Table 3 RFS stratified step-wise multivariate Cox model with TLE3 median cut-point

Despite careful standardisation of staining and scoring methods to match those of the previous hypothesis-generating studies (Kulkarni et al, 2009), a markedly greater proportion of breast cancers were identified as TLE3+ in the current study. This cannot be easily explained by differences in patient demographics or disease characteristics, and may reflect limitations in the analytical validity of TLE3 immunohistochemistry on clinical specimens. In addition, the relatively poor outcome of the AC/T arm of the trial necessitated restriction of the prognostic/predictive impact of TLE3 to the direct comparison between only two of the three arms of the MA21 trial (EC/T vs CEF). Despite these effects, which eroded the statistical power of the primary, predefined analysis, exploratory analyses failed to identify any cut-point or situation in which TLE3 might act as a predictive biomarker of taxane benefit. The CEF vs EC/T randomisation in MA21 represents a taxane substitution; assessment of trials with other designs would be needed to address the potential predictive value of TLE3 for taxane addition (Bedard et al, 2010). Another small study (28 cases) of neoadjuvant therapy also failed to validate TLE3 (Susini et al, 2014)

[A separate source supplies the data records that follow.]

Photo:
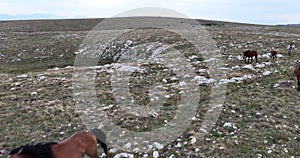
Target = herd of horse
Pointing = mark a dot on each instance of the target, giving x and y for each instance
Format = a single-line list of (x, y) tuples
[(85, 142), (248, 56)]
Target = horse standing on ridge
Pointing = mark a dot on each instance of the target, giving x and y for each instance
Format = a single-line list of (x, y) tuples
[(273, 55), (290, 48), (297, 74), (77, 146), (249, 54)]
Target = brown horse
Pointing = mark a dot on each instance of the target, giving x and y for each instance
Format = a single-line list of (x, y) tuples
[(273, 55), (77, 146), (250, 54), (297, 74)]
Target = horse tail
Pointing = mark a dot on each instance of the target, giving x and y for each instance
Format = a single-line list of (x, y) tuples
[(101, 138), (256, 57)]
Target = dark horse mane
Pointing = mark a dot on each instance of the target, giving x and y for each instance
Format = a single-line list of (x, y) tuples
[(40, 150)]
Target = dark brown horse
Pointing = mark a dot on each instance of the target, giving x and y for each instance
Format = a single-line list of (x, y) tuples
[(77, 146), (297, 74), (273, 55), (249, 54)]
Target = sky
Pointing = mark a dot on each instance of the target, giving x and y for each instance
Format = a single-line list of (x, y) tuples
[(246, 11)]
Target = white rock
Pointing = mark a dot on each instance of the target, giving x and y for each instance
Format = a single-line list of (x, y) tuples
[(155, 154)]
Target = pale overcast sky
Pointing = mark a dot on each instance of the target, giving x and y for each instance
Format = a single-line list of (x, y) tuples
[(247, 11)]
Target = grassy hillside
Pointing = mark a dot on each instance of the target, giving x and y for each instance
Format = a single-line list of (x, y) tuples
[(259, 118)]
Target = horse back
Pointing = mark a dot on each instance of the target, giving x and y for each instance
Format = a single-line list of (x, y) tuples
[(297, 71), (76, 146)]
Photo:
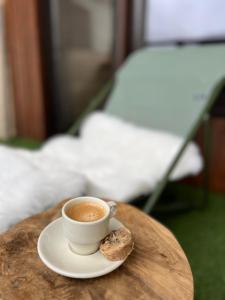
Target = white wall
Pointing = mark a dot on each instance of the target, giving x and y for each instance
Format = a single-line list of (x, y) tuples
[(168, 20)]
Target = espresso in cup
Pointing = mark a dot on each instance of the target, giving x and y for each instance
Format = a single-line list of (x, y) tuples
[(86, 223), (86, 212)]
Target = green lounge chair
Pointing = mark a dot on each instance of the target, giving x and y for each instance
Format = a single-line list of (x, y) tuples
[(171, 89)]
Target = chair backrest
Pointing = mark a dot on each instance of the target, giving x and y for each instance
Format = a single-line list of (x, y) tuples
[(168, 88)]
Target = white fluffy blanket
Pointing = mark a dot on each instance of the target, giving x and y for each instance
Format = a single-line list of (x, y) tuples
[(111, 158)]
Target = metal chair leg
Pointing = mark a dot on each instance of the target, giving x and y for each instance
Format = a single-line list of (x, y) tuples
[(206, 150)]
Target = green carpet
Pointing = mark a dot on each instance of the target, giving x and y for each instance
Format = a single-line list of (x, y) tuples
[(201, 233)]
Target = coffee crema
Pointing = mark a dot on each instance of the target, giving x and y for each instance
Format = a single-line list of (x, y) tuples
[(86, 212)]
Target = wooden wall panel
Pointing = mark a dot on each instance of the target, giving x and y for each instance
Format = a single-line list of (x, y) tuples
[(24, 47)]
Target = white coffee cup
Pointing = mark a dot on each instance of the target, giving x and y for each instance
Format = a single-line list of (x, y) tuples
[(84, 237)]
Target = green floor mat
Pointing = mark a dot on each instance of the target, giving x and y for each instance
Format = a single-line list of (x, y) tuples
[(201, 233)]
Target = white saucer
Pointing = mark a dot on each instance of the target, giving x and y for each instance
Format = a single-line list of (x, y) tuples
[(54, 252)]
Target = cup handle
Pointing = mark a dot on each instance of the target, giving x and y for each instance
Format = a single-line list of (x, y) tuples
[(113, 208)]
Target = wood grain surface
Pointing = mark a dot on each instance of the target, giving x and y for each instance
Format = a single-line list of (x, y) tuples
[(156, 269)]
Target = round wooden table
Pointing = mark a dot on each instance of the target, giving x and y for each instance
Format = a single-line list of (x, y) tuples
[(156, 269)]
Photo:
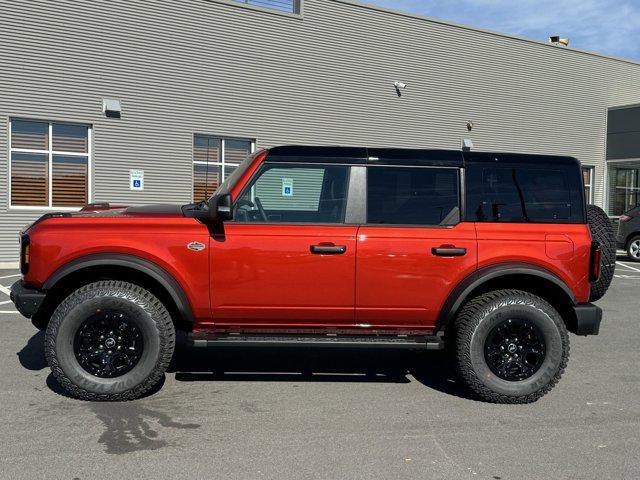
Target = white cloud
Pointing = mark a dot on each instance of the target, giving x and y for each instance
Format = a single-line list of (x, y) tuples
[(611, 27)]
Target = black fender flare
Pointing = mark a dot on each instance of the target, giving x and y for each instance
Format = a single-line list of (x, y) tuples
[(462, 291), (147, 267)]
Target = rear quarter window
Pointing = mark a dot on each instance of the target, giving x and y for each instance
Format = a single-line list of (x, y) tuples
[(517, 193)]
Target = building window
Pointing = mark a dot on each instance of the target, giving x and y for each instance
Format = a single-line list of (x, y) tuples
[(214, 159), (291, 6), (587, 178), (624, 186), (49, 164)]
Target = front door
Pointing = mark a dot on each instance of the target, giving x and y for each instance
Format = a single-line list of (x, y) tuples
[(413, 250), (287, 258)]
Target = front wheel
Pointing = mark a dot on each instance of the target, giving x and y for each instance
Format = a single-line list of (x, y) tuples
[(109, 340), (511, 346)]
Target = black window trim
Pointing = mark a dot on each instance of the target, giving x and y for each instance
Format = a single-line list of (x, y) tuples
[(461, 197)]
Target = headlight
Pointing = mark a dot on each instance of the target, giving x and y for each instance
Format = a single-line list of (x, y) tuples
[(25, 254)]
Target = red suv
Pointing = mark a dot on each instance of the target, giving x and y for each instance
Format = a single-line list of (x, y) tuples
[(492, 256)]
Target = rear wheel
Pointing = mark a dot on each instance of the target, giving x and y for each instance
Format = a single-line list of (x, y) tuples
[(511, 346), (109, 340), (633, 249)]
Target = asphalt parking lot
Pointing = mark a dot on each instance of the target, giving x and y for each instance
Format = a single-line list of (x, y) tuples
[(292, 414)]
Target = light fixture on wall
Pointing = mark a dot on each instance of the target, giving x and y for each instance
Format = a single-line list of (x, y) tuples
[(556, 40), (467, 144), (112, 107), (399, 87)]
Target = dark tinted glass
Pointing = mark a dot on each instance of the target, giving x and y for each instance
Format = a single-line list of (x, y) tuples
[(522, 194), (412, 196)]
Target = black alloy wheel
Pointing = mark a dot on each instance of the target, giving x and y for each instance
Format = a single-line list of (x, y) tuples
[(514, 349), (108, 344)]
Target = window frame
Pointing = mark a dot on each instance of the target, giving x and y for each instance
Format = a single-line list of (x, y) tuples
[(50, 154), (592, 172), (461, 198), (222, 163), (349, 209)]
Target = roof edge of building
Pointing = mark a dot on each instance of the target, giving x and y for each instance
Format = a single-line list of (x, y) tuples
[(402, 13)]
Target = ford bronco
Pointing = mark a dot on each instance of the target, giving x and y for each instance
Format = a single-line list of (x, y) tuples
[(492, 256)]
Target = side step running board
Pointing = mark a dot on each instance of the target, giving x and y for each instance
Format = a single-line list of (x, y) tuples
[(317, 340)]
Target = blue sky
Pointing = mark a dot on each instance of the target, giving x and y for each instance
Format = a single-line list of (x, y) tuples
[(611, 27)]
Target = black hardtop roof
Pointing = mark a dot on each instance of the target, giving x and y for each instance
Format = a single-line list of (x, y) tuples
[(405, 156)]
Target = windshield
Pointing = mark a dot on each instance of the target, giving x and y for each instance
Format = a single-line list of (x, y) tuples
[(230, 181)]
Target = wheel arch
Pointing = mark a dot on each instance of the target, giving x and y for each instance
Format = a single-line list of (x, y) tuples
[(630, 237), (519, 276), (118, 266)]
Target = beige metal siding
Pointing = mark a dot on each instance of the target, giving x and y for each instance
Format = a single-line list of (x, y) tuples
[(326, 77)]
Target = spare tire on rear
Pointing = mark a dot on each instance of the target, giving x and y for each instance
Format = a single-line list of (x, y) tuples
[(602, 232)]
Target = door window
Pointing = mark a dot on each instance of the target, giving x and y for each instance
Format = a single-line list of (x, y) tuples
[(412, 196), (295, 194)]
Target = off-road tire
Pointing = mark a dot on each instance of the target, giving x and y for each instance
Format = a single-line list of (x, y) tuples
[(602, 232), (629, 243), (149, 315), (473, 325)]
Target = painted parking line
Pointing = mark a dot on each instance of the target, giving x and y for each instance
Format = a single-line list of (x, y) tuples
[(635, 269)]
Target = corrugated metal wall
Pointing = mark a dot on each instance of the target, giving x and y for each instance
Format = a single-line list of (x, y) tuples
[(204, 66)]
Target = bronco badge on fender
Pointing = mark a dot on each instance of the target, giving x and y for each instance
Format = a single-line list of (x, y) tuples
[(196, 246)]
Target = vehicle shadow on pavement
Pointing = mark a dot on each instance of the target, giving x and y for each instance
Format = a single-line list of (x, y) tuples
[(297, 364), (291, 364)]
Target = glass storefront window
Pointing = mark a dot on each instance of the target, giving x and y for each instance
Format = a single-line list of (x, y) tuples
[(624, 186)]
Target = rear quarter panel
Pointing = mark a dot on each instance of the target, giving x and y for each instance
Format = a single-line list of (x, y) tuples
[(562, 249)]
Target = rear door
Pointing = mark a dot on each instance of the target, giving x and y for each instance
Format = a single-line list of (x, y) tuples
[(413, 249), (288, 258)]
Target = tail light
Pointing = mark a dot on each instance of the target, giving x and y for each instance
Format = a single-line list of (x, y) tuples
[(596, 257), (25, 254)]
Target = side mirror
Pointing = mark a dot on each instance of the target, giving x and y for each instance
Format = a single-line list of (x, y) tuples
[(221, 208)]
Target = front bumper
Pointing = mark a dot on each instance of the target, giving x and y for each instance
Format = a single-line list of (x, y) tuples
[(588, 318), (26, 299)]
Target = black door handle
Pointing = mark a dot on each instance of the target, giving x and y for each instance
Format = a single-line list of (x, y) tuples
[(449, 251), (328, 249)]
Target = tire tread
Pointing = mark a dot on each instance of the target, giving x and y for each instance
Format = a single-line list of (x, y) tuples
[(468, 320), (142, 298)]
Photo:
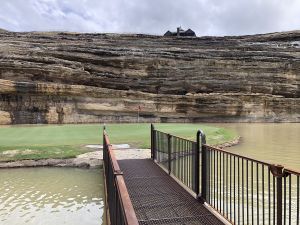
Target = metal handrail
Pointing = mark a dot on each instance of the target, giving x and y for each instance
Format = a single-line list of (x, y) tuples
[(261, 191), (121, 200)]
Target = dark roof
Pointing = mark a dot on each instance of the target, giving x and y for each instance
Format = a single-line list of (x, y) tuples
[(182, 33)]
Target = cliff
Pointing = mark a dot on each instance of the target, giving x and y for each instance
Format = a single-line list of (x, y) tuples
[(81, 78)]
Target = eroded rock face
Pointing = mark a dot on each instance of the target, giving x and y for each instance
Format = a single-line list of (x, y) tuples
[(88, 78)]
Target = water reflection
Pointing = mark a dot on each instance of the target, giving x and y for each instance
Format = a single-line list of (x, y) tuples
[(272, 142), (51, 196)]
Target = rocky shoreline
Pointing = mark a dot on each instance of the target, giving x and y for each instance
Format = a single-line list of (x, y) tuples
[(92, 159), (87, 160)]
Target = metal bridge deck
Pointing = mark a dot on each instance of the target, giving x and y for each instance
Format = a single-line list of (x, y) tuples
[(158, 199)]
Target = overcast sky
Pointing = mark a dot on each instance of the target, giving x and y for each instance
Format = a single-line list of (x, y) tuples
[(205, 17)]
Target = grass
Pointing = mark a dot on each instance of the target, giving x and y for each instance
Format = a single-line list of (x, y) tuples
[(67, 141)]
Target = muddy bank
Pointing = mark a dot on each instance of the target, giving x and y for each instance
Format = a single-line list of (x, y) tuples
[(229, 143), (87, 160), (93, 159)]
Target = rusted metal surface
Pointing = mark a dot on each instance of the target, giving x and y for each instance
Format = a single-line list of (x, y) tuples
[(158, 199), (121, 211)]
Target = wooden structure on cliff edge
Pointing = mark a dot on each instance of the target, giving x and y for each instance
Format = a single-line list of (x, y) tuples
[(181, 33)]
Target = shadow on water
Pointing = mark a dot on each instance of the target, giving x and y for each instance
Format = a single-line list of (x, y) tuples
[(51, 196)]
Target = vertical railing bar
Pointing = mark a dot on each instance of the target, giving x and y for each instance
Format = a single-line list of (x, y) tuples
[(247, 185), (269, 193), (227, 185), (274, 201), (234, 203), (223, 184), (257, 192), (230, 187), (243, 204), (284, 200), (218, 178), (263, 193), (252, 204), (290, 199), (197, 165), (238, 187), (214, 179), (298, 197)]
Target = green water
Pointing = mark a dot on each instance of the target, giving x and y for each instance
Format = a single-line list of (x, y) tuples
[(277, 143), (48, 196)]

This study represents a formal prospective-retrospective analysis of a randomised clinical trial with a prespecified classifier, and so represents a higher level of evidence (Simon et al, 2009) than the hypothesis generating preliminary studies that inspired this analysis. In this context, the negative result we obtained (failure to support the hypothesis) is perhaps not surprising, but it remains critical that studies such as this one be undertaken and published to counteract the publication bias that would otherwise result in the literature (Hopewell et al, 2009).

In conclusion, in this large, prospectively powered and planned analysis, no evidence to support the hypothesis that TLE3 is a predictive biomarker for taxane benefit was observed. Alternative strategies to select patients who may benefit from taxane-based chemotherapy should be pursued.